Authored by nicolasvasilache on Aug 2 2023, 7:27 AM.

Details

Summary

This revision is a work in progress that tries to entangle the notion of backend-specific type conversion.
In particular it demonstrates that a notional sink pass (or generalized pattern application) helps
avoid footguns that inevitably arise from pass-based thinking that requires keeping all passes in sync with
the same type conversion decision.

Diff Detail

Event Timeline

Herald added a reviewer: ftynse. · View Herald Transcript
Herald added a reviewer: dcaballe. · View Herald Transcript
Herald added a project: Restricted Project. · View Herald Transcript
nicolasvasilache requested review of this revision.Aug 2 2023, 7:27 AM
mehdi_amini added inline comments.Aug 2 2023, 8:11 PM
mlir/include/mlir/Conversion/LLVMCommon/Pattern.h
51

This API should not be used for addressing then because it is decoupled from the memory space?

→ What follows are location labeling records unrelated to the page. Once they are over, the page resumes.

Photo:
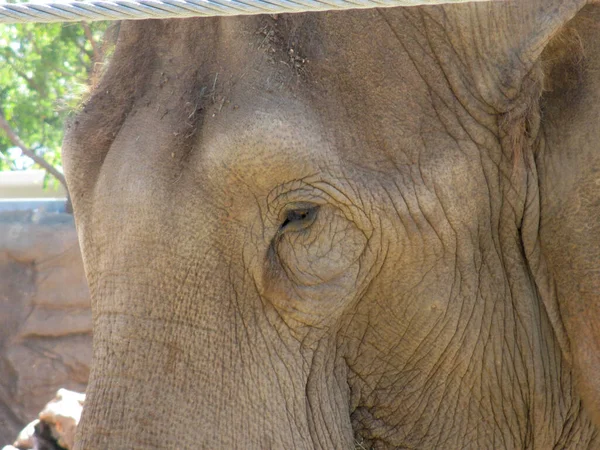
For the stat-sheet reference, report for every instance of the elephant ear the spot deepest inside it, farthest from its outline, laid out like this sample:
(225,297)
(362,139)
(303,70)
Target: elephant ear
(564,247)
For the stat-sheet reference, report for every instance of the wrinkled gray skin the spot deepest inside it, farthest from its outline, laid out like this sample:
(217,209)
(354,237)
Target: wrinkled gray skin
(376,226)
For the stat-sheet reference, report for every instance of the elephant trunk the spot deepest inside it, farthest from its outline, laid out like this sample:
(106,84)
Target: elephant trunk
(202,385)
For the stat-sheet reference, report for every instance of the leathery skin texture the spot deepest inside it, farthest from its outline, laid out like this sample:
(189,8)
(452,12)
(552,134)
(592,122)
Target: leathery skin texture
(368,229)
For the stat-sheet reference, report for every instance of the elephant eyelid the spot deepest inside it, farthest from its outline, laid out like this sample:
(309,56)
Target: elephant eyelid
(299,218)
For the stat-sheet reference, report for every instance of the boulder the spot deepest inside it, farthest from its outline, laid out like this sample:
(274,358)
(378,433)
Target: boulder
(45,318)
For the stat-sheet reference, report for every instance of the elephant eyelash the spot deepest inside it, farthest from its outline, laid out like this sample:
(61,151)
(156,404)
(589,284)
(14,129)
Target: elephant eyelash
(299,218)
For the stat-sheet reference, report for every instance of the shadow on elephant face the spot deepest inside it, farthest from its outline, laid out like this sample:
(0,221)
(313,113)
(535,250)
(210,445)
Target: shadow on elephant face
(298,237)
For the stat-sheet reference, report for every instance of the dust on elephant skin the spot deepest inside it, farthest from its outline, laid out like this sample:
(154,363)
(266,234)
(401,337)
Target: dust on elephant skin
(310,230)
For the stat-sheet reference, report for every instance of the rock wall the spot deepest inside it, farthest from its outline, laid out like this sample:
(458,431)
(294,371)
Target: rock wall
(45,318)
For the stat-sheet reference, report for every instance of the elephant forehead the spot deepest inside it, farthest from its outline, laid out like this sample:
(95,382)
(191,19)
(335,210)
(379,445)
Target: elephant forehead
(263,145)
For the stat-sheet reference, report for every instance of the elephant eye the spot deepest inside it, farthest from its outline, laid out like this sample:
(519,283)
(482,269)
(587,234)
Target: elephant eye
(299,219)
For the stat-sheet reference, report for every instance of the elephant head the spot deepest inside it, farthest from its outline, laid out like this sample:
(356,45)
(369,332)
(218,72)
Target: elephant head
(375,228)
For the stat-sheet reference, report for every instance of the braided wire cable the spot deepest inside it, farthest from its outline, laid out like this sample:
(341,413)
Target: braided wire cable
(75,11)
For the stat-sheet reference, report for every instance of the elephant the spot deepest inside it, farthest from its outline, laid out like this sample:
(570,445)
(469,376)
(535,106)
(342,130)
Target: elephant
(374,228)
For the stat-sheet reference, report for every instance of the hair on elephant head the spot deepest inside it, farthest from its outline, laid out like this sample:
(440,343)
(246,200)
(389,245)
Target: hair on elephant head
(316,230)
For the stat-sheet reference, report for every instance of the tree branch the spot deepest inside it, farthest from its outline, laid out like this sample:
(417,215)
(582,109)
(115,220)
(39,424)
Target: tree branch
(16,140)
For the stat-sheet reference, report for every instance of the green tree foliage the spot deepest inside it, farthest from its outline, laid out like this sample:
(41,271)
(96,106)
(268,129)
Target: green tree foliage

Won't this lead to unrealized_cast because of different index size between arithmetic and indexing?

60

It's a bit weird that the indexing of memref would differ from this API which is more generic and about address spaces.

mlir/include/mlir/Dialect/GPU/IR/GPUBase.td
58

This is just gonna do isSharedMemoryAddressSpace(type.getMemorySpace()); does this indirection pulls its weight here? Also shall it be defined inline?

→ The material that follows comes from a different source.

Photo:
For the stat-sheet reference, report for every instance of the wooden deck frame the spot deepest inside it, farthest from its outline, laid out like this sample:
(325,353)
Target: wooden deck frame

guraypp added inline comments.Aug 2 2023, 11:54 PM
mlir/include/mlir/Dialect/GPU/IR/GPUBase.td
62

We could add hasConstantMemoryAddressSpace or hasLocalMemoryAddressSpace.

mlir/lib/Conversion/GPUToNVVM/LowerGpuOpsToNVVMOps.cpp
211

We should use 32b for the local and constant memory spaces as well. Here is the list of address spaces (I don't remember what is 2):

generic = 0
global = 1
shared = 3
constant = 4
local = 5

As far as I can see, MLIR does set shared address space, but does not set local or constant address spaces.

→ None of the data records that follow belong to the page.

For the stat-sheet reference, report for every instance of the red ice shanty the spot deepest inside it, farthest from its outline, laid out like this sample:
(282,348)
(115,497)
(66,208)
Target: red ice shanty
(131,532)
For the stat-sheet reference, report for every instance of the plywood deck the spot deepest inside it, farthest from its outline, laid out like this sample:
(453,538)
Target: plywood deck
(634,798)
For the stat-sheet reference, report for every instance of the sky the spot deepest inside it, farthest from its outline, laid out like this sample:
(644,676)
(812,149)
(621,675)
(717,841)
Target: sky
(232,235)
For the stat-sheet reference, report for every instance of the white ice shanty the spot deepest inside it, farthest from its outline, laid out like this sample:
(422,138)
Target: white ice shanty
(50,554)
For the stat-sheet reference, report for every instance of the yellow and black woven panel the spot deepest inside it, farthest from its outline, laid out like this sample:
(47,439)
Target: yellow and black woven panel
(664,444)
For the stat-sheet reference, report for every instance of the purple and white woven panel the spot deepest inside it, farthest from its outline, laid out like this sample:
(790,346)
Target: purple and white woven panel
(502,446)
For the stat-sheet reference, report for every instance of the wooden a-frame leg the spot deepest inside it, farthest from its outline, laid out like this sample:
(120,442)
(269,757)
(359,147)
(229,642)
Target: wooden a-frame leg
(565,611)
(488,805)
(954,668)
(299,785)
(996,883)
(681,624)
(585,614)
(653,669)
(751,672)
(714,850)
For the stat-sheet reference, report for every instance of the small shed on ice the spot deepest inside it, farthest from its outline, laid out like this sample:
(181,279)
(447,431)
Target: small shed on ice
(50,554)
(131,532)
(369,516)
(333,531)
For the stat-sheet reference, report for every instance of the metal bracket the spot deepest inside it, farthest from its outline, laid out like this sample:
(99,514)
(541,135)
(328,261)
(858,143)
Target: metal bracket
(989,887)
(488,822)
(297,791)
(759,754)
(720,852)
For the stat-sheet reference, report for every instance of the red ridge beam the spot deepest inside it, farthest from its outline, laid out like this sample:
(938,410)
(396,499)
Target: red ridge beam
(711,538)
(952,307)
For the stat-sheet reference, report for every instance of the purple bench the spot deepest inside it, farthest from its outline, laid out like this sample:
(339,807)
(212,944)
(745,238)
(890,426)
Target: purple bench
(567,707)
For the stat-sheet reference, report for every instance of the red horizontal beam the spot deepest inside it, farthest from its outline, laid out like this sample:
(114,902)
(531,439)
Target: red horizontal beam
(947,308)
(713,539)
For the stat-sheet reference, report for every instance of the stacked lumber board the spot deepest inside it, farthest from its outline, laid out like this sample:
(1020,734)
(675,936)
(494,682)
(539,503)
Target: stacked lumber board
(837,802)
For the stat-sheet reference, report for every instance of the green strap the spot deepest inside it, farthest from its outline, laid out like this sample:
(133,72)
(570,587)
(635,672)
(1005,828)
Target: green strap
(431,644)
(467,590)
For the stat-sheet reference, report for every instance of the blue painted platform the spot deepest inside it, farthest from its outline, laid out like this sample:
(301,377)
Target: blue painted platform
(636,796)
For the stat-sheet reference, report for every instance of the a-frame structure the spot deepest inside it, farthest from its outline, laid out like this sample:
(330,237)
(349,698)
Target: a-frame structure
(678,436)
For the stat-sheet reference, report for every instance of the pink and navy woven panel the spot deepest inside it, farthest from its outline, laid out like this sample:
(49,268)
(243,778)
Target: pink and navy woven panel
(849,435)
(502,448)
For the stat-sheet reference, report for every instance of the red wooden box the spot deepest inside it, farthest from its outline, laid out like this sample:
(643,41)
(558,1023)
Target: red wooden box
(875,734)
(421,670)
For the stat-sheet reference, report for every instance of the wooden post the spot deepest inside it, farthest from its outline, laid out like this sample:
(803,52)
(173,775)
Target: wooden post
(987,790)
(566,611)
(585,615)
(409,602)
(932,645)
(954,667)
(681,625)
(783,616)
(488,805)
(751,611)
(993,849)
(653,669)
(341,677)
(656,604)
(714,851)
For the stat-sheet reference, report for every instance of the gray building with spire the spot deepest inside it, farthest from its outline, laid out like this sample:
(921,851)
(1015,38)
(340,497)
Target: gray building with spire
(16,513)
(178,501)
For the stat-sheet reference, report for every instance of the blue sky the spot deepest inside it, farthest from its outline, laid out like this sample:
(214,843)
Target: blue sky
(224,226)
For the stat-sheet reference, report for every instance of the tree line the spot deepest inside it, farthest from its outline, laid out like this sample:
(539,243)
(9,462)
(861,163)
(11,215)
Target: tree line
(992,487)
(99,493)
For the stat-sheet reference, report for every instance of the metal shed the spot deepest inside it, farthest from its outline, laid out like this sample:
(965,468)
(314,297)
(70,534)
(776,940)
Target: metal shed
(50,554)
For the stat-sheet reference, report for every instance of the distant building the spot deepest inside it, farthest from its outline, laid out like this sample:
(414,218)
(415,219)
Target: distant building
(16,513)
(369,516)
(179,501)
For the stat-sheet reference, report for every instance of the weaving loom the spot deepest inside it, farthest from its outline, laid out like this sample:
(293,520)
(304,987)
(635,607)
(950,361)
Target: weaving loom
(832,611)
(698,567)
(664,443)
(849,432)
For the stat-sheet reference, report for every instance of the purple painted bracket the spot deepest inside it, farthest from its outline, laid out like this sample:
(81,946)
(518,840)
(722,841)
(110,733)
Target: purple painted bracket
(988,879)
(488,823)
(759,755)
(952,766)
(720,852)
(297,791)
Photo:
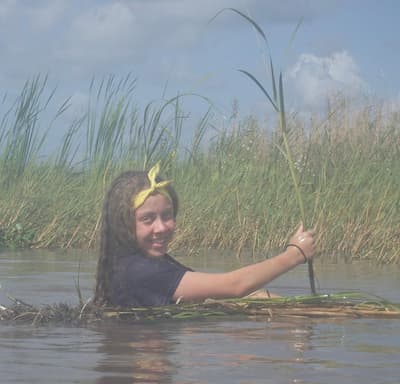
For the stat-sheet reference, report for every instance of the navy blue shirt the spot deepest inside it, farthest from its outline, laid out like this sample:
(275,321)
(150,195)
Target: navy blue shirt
(144,281)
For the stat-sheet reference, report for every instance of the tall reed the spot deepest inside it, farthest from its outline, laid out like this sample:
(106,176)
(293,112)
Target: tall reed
(277,101)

Does all this complexity really belongs to llvm conversion pass?
Maybe add a separate pass which decomposes memrefs index calculations into explicit ops (possibly inserting appropriate trunc casts depending on memory space) and then result is just straightforwardly converted to llvm.
As as bonus, you will be able to additional canonicalizations/transformations between this new pass and llvm conversion.